One of the world’s premier international legal networks, TerraLex, has project management guidelines for its member firms. (Parker Poe is the only member firm in North Carolina.) TerraLex Executive Director Terri Gavulic traveled to Charlotte for this course and called it “invaluable.”
“It will help us refine what we’re doing so it’s easier for our members to use,” Terri said. “Increasingly, our members are not just referring business to each other, but they’re collaborating on client matters and also on business development. When you’re collaborating and you have virtual teams from around the world, you really have to use project management.”
Parker Poe’s clients said what they learned will immediately help them when they return to their businesses. Cliff Bourke is the vice president of legal services for Southeastern Freight Lines, a leading regional provider of less-than-truckload transportation services.
“It will help me in my daily operation so that we can take a keen eye and fresh approach to some of our key processes and how we manage them,” Cliff said, “whether it’s our partnership with outside counsel or even our internal claims management.”

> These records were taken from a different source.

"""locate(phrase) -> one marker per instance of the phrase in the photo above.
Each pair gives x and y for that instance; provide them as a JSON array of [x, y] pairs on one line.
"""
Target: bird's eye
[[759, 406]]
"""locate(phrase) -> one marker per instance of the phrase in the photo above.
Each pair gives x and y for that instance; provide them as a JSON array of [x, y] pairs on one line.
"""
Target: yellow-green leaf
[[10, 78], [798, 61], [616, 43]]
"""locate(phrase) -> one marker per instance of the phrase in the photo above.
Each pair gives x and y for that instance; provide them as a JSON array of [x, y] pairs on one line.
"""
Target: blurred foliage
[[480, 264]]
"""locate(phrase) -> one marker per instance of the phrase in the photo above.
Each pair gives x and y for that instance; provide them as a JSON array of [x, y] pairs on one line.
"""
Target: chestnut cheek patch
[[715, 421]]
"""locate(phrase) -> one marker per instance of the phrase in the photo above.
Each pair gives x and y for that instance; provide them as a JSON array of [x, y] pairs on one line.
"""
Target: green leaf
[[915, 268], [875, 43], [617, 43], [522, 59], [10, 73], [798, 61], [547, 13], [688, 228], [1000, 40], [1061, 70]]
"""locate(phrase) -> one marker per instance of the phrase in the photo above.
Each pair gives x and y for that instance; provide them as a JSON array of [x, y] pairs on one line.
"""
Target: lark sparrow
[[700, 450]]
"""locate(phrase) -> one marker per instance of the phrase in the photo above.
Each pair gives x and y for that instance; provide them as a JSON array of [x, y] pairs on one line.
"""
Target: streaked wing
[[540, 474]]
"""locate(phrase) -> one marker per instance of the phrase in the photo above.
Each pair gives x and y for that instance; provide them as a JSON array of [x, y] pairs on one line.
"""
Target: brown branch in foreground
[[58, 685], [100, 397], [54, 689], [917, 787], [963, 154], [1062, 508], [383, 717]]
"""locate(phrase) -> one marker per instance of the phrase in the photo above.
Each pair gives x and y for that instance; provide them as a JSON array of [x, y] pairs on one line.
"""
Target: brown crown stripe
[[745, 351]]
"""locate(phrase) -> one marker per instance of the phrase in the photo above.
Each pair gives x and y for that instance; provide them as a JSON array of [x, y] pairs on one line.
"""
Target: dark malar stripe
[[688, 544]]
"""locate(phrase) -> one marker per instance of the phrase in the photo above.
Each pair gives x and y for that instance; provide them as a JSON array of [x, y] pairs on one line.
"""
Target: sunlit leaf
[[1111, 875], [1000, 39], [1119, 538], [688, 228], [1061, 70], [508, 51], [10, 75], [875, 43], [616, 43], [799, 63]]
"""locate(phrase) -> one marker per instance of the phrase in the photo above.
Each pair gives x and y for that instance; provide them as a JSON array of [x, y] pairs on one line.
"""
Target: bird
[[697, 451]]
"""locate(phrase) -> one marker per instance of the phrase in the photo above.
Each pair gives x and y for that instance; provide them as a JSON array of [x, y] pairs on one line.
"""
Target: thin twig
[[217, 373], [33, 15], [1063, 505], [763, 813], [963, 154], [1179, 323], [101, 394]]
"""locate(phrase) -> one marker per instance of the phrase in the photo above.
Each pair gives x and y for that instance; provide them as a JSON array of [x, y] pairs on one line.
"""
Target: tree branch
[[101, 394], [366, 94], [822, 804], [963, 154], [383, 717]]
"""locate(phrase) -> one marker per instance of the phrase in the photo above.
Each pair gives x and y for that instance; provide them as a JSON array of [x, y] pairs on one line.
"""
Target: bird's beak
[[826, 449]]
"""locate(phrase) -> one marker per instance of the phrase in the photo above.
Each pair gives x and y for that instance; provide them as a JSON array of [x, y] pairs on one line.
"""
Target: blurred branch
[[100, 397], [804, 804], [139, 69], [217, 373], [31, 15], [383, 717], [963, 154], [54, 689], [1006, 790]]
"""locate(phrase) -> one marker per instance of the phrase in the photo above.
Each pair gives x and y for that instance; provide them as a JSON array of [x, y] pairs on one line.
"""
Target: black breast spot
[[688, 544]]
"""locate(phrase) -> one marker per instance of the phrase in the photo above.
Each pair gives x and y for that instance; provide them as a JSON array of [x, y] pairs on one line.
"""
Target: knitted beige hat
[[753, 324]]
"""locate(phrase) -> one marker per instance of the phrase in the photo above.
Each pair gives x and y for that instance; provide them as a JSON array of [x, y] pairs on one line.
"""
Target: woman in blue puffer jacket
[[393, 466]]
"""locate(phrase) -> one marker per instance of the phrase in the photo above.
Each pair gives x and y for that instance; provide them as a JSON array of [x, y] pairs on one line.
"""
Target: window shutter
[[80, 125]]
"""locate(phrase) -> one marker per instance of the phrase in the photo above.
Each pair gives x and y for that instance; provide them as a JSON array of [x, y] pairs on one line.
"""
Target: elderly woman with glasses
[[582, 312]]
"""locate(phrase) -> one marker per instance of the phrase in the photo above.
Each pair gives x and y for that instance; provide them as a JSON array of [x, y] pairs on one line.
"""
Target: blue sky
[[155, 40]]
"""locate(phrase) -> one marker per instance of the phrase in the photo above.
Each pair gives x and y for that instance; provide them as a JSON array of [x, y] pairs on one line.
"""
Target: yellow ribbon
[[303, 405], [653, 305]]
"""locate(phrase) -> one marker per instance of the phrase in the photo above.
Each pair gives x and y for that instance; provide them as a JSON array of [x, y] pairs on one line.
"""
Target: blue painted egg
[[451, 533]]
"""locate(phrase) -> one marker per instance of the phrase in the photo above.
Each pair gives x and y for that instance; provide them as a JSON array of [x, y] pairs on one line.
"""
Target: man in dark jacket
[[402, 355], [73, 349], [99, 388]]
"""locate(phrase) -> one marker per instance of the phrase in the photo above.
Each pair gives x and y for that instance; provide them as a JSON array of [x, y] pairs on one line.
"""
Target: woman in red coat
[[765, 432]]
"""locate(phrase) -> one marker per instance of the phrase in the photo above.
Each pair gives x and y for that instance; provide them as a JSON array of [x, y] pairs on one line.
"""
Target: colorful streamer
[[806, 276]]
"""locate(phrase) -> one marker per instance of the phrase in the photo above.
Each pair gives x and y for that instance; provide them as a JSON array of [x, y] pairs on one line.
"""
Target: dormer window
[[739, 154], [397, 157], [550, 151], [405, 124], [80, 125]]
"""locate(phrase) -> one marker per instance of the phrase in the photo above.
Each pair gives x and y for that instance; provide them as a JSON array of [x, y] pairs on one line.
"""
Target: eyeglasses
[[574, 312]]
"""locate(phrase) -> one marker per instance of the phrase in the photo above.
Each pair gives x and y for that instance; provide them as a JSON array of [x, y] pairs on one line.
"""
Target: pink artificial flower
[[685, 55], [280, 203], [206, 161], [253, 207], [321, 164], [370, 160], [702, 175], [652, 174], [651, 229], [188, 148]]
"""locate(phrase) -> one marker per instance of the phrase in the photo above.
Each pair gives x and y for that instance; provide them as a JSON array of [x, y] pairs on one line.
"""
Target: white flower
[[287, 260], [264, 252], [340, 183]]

Several in-house attorneys also emphasized the value of applying these methods in tandem with Parker Poe. That was a big takeaway for Peter Barr, Rack Room Shoes’ general counsel.
“If we’re doing project management as part of the legal process, it’s important that within my department we are able to work with Parker Poe as they use the project management tools as well,” Peter said. “There is a structure and a discipline to it, and if you don’t come to the table with some understanding of that, then it’s not as likely to be successful.”
Parker Poe’s executive team and several of its attorneys spent the full two days learning side-by-side with other participants.
“A process like Legal Lean Sigma where we can step back, invest some time up front, get to the root causes of inefficiency, and really in a systematic way rethink how we’re delivering services is the best way for us to improve,” said Jim King, Parker Poe’s chief operating officer. “It really has to be a conscious, intentional effort that gets at the whole process from beginning to end.”
Part of what made the course so practical is that participants worked through one of their actual business processes over the two days. The Parker Poe group included a cross-functional management team focused on integrating new attorneys and staff.
“That sounds like an internal process, but in reality it’s about the clients too,” Jim said. “The better we do integrating new attorneys into our firm, the better they can serve clients. We tried to approach it from not just our internal perspective but from a client perspective.”
Jim said as Parker Poe uses what it learned to improve processes, the firm will continue asking clients for feedback to make sure the changes benefit them. This type of collaborative approach has been strengthened over the past three years through “The Path,” the firm’s annual initiative that deepens relationships integral to client development. The path this year had a focus called “TeamUP,” and the Legal Lean Sigma course was a signature part of it.
“From an in-house counsel perspective, the fact that Parker Poe offered and provided this opportunity is immensely valuable to us as an organization,” said Cliff Bourke of Southeastern Freight Lines. “What Parker Poe is doing is taking that customer service and that client service to another level.”